- Born: Pierce Davies Schenck April 1878 Dayton, Ohio, U.S.
- Died: October 15, 1930 (aged 52) Dayton, Ohio, U.S.
- Resting place: Woodland Cemetery
- Education: Yale University
- Occupation: Businessman
- Spouse(s): Caroline Lowe Stoddard ​ ​(m. 1904; div. 1927)​ Rosamund Fuller Christian ​ ​(m. 1928)​
- Children: 2
- Relatives: Samuel W. Davies (grandfather) Robert C. Schenck (great uncle) James F. Schenck (great uncle)

= Pierce Schenck =

American businessman (1878–1930)

Pierce Davies Schenck (April 1878 – October 15, 1930) was an entrepreneur in the metalworking business in Dayton, Ohio.

==Early life==
Pierce (or Peirce) Davies Schenck was born on April 20 (or 23), 1878, in Dayton, Ohio, to Julia Crane (née Davies) and Robert Cumming Schenck. His maternal grandfather was Samuel W. Davies. His paternal side was descended from Frederik V Schenck van Toutenburg of Holland and William Cortenus Schenck. His great uncles were Robert C. Schenck and James F. Schenck. He was educated at Phillips Academy in Andover, Massachusetts. He then attended Sheffield Scientific School at Yale University and graduated in 1900.

==Career==
Following graduation, Schenck worked at the City Railway Company in Dayton on street railway. He then worked for People's Railway Company. After three years, he became secretary of Malleable Iron Works, the company his father was president of. He became interested in automobiles. He then succeeded W. B. Earnshaw on January 15, 1907, as president of the Malleable Iron Works following his death.

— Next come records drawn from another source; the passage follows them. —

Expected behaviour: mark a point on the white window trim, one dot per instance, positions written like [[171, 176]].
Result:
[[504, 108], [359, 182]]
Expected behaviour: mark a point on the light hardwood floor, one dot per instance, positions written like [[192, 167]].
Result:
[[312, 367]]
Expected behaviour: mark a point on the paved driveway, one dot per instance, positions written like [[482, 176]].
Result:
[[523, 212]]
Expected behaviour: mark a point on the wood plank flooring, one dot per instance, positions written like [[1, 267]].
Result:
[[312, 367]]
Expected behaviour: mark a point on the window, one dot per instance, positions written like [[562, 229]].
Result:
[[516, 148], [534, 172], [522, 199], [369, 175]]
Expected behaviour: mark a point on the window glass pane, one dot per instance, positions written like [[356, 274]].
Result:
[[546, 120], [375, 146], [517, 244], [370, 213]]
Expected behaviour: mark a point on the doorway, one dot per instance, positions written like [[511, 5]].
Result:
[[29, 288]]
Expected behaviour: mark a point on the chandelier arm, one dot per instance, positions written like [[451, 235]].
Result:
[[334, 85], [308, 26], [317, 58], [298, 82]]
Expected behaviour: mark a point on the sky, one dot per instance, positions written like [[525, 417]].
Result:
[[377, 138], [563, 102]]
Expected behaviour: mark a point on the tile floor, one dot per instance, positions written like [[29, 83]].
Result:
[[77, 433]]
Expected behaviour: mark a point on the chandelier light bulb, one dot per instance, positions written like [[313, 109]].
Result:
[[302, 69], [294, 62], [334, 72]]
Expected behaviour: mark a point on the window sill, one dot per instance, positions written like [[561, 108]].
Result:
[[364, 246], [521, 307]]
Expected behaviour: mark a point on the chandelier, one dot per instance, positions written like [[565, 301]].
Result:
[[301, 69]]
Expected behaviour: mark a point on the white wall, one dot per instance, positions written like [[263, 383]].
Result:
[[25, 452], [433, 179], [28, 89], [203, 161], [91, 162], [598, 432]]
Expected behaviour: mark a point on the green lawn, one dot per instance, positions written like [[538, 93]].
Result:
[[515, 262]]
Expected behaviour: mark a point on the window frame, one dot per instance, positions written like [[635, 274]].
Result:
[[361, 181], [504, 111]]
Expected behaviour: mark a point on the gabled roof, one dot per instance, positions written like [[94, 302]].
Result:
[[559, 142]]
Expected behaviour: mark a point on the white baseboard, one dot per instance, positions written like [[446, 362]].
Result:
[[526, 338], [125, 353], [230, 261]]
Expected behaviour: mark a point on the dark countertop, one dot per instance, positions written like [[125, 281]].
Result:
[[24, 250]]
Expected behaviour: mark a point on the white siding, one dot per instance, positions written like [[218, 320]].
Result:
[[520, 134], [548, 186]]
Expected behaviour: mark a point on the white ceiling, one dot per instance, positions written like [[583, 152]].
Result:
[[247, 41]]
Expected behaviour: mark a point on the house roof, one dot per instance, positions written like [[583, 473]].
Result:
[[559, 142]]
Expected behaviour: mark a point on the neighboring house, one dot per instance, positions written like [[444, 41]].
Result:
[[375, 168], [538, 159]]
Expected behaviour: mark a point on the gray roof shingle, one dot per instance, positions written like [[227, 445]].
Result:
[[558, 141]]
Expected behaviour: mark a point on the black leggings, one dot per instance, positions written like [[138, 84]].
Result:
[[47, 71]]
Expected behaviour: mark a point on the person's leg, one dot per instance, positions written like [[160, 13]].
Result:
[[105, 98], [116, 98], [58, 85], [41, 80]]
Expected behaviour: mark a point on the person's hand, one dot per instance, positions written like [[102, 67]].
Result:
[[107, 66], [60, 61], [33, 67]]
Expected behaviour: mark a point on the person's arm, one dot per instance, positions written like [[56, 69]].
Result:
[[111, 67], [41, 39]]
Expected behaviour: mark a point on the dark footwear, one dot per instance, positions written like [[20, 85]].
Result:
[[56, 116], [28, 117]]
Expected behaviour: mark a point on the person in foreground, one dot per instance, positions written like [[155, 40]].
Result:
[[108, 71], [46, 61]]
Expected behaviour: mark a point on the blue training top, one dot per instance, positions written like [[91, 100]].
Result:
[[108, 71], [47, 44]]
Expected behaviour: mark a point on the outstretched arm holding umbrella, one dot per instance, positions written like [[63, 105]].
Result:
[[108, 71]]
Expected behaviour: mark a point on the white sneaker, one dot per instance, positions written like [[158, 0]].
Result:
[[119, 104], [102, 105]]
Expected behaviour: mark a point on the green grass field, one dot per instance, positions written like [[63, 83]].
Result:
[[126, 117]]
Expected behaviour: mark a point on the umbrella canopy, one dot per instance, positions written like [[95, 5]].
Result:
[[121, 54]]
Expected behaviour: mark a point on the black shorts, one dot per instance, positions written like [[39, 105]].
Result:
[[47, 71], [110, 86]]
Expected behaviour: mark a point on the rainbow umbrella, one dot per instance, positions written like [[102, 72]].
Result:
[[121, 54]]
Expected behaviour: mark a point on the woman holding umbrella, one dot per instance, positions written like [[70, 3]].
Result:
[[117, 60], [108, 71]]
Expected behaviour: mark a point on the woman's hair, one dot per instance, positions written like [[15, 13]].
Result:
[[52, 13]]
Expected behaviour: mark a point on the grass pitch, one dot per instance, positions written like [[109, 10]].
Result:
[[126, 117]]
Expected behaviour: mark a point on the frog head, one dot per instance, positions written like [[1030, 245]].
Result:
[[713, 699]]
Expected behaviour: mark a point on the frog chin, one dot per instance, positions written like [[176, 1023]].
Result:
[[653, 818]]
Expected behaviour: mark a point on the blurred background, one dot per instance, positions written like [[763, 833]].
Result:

Schenck built an automobile at his house and following this success, he decided to found Speedwell Motor Car Company in 1907. The business was successful and produced several thousand cars daily but competition forced the business to shutter in 1915. He remained president of Malleable Iron Works throughout his Speedwell venture, but resigned the post on June 12, 1915, and was succeeded as president by John C. Haswell. In 1915 to organize, incorporate and serve president of Duriron Castings Company (later Duriron Company). The term "Duriron" was coined by Schenck to describe adapting high silicon iron for practical purposes. He experimented and invented an acid-proof process for castings in a small building behind his home on Oakwood Avenue in Dayton. The company used this acid-proof technique to manufacture castings and other apparatuses. He started the business at the old Globe Iron Works on South Ludlow and Bayard streets with two people and it was later relocated to North Findlay street. By World War I, the company employed about 1,500 men. Speedwell purchased and occupied a former Dayton Machine Tool Company factory on Essex Avenue in Dayton's Edgemont neighborhood, a site that later hosted a Delco factory. The factory provided temporary space to the Wright Company in 1910 before the completion of its new airplane factory in west Dayton. The Great Dayton Flood of 1913 inundated the Speedwell factory, destroying machinery and automobiles, and the company proved unable to recover and entered receivership in 1915.

During World War I, Schenck was appointed by the United States Army Corps to inspect goods for the government. He managed government inspection of war materials at an office building that later became the Miami Savings Building. He resigned the post. He was president of the Dayton Asphalt and Roofing Company and trustee of Woodland Cemetery. He was a member of the Yale Club of New York, the Chemist Club of New York, the Berzellus Society and the Engineers Club of Dayton.

==Personal life==
Schenck married Caroline Lowe Stoddard, daughter of E. Fowler Stoddard, of Dayton on August 16, 1904. They had two sons, Robert C. and Peirce Davies Jr. Schenck later divorced his wife Caroline in 1927. He married Rosamund Fuller Christian of New York City on January 28, 1928. He had a home at 414 Oakwood Avenue in Oakwood that was designed by Dayton architect Albert Pretzinger in 1927.

Schenck fell ill in January 1930. He spent time in Miami Valley Hospital and went to a sanitarium in Cincinnati. He died on October 15, 1930, at his home on Madriver Road in Dayton. He was buried in Woodland Cemetery.